With the vast amount of options that ArcGIS for Developers provides to its users, it seems that any application can be created to meet the exact specifications of any client. Those who may be more adept or more comfortable with programming every step from scratch may feel that templates or the convenience of the Web App Builder on ArcGIS Online are the easy way out.
However, what can often appear as an endless frontier of possibilities can often bog down projects, slowing down the time it takes to create maps. If programming is over exploited – it not only results in overall time lost – it can cause a waste of service credits. While there are aspects of ArcGIS Online’s templates could benefit from more options to edit code, always starting from scratch is often an effort in postponing the results of a project that could be realized in a much shorter time frame.

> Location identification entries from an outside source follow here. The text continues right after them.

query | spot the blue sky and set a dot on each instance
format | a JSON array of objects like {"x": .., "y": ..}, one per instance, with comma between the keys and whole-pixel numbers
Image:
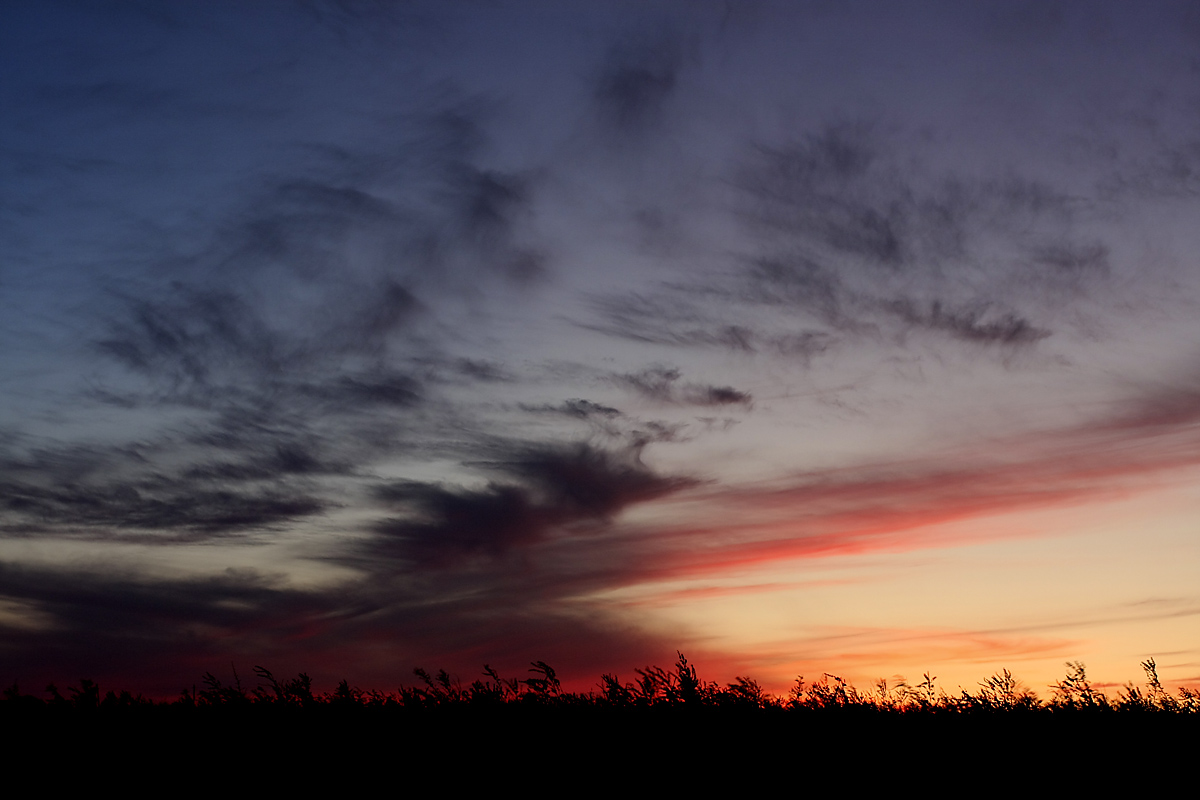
[{"x": 802, "y": 337}]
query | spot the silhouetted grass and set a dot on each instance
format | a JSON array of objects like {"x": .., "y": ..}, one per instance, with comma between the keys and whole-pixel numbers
[{"x": 666, "y": 723}]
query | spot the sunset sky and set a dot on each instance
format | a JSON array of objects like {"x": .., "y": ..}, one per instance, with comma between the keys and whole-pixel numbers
[{"x": 802, "y": 337}]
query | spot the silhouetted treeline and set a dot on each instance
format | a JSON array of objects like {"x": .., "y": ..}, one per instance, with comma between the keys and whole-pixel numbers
[{"x": 654, "y": 687}]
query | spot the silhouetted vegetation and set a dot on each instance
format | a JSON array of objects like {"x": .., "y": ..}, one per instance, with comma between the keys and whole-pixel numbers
[{"x": 654, "y": 687}]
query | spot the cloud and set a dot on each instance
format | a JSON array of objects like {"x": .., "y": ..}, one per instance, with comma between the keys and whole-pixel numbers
[
  {"x": 543, "y": 489},
  {"x": 660, "y": 385},
  {"x": 636, "y": 83}
]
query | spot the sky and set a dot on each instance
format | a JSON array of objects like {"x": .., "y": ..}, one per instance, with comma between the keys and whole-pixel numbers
[{"x": 353, "y": 336}]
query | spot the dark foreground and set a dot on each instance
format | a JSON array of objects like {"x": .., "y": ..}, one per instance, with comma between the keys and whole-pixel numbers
[{"x": 669, "y": 731}]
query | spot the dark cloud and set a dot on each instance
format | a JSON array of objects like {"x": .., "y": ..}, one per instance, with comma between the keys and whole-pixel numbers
[
  {"x": 543, "y": 488},
  {"x": 666, "y": 319},
  {"x": 979, "y": 324},
  {"x": 580, "y": 409},
  {"x": 159, "y": 635},
  {"x": 661, "y": 385},
  {"x": 636, "y": 84},
  {"x": 1072, "y": 259}
]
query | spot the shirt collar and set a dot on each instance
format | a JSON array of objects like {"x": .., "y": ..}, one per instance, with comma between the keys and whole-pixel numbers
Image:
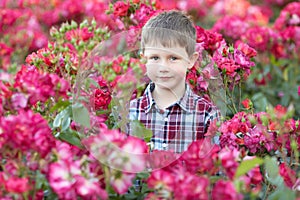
[{"x": 186, "y": 102}]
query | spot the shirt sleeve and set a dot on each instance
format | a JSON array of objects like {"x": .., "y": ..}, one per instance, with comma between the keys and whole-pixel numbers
[{"x": 212, "y": 114}]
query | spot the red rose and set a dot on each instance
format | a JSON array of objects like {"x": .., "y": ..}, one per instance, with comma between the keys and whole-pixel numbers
[
  {"x": 247, "y": 104},
  {"x": 121, "y": 8}
]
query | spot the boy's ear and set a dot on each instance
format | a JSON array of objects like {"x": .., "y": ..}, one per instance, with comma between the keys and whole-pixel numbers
[{"x": 193, "y": 59}]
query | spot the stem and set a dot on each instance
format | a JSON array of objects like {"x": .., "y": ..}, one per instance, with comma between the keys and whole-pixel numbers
[{"x": 266, "y": 193}]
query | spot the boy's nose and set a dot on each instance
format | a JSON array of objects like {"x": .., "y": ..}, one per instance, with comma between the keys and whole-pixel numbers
[{"x": 163, "y": 67}]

In many ways, the forced implementation of coding in the creation of maps often serves as a method of gate-keeping those interested in working with geospatial information systems, or those who may have a different perspective on conveying geographic data. While more of these pre-constructed applications are pushed aside in favor of development, the more individuals who could bring unique aesthetic sense into the field could be discouraged.
When approaching a GIS project, it’s important to ask whether the data in question requires a tailor made map to present it. Could it easily be conveyed in a preset application, or assembled together in a story map? GIS departments could benefit from reorganizing this workflow in a way that promotes the often ignored synergistic aspects of a diversely skilled staff.